Partie I : L’Echo du présent
Tout le monde a des secrets inavouables mais face aux drames les langues se délient et les secrets refaçonnent la réalité pour aboutir sur une vérité criante d'injustice.
CHAPITRE I
Les silences de Doel
Au-dessus des toits gris des maisons aux murs remplis de graffitis en tout genre, la brume s’étirait lentement, enveloppant le petit village de Doel, situé au nord de la Belgique, à deux pas de la frontière des Pays-Bas. Le silence oppressant s'infiltrait dans les habitations où logeaient à peine 800 habitants en tout et pour tout, était accompagné d’un vent froid, mordant la peau. La brise apportait avec elle l’air marin venant du port, installant ainsi une atmosphère de village fantôme qui englobait toute l’atmosphère.
Mais au détour d’une rue autrefois commerçante, une silhouette féminine, drapée d’une doudoune bien chaude d’où sortait une tête rousse, un sac à dos rouge, élimé et usé, sur les épaules, bravait courageusement l’hiver en ce mois de février. Marion réajusta son sac, celui qui la suivait partout même à travers le monde et à chaque exploration qu’elle débutait.
Elle conservait ainsi son précieux matériel électronique, composé d’un petit trépied, d’une caméra dernier cri, d’un micro et d’une lampe frontale, en somme l’apanage d’un bon vidéaste. Arpentant ces rues qu’elle connaissait depuis des lustres notamment pour y avoir joué des centaines de fois avec ses amis,la jeune trentenaire marchait d’un pas vif en s’approchant d’une petite clairière.
Depuis longtemps laissée à l’abandon, la végétation rendait le périple fastidieux. Mais rien qui puisse rebuter Marion qui était en proie à une excitation en la voyant de loin les ruines de l’ancienne piscine municipale se dessinait à travers le brouillard, comme une ombre familière, apaisante et réconfortante.

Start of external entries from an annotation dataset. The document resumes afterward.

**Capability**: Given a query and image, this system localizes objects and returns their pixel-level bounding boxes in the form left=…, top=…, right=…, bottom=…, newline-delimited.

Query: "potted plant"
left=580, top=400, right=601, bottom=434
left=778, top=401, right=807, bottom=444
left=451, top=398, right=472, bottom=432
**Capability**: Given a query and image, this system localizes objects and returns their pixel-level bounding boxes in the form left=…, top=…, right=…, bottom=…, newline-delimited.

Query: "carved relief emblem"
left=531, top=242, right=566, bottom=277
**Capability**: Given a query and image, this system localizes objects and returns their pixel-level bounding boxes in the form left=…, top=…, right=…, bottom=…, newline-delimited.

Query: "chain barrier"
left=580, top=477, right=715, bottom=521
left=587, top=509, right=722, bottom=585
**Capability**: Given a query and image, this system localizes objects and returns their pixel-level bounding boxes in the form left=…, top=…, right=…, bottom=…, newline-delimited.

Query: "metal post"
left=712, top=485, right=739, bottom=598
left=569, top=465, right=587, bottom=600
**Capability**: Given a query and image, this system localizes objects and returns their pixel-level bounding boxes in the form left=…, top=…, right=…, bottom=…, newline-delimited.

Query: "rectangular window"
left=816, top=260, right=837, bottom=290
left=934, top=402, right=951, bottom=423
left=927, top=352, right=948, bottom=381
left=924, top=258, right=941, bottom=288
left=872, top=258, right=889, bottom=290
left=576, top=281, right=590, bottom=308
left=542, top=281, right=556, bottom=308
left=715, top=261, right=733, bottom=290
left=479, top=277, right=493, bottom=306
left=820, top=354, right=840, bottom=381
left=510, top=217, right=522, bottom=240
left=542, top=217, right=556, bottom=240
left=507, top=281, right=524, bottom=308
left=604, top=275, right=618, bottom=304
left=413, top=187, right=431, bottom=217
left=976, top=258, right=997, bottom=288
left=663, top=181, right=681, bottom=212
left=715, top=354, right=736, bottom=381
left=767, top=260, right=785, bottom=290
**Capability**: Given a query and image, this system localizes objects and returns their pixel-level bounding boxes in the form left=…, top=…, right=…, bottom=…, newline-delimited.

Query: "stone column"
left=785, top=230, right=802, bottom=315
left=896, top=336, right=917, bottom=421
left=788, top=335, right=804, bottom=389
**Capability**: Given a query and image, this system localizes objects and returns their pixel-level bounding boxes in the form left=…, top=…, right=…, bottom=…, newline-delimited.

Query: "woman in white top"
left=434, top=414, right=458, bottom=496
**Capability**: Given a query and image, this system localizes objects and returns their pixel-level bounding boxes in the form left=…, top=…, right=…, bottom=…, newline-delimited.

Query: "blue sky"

Ce n’était pas la première fois que l’enseignante s’y aventurait, elle pourrait s’y rendre les yeux fermés vu le nombre de fois où elle avait parcouru l’installation à la recherche d’une ouverture pour s’y glisser et ainsi pouvoir faire une exploration vidéo qu’elle pourrait mettre sur son compte Youtube. C’était en quelque sorte, son complément de revenus.
Les vidéos de ses explorations connaissaient un franc succès, surtout depuis celle où, en explorant un ancien laboratoire aux États-Unis, Marion avait découvert toutes sortes de documents, d’installations de recherches... Mais le plus fou, c’était les bocaux de formol dans lesquels , on pouvait encore y voir flotter de petits animaux. Le plus étonnant fut ,bien sûr, le corps d’un serpent entier qui avait la gueule grande ouverte laissant ainsi apercevoir ses impressionnants crochets.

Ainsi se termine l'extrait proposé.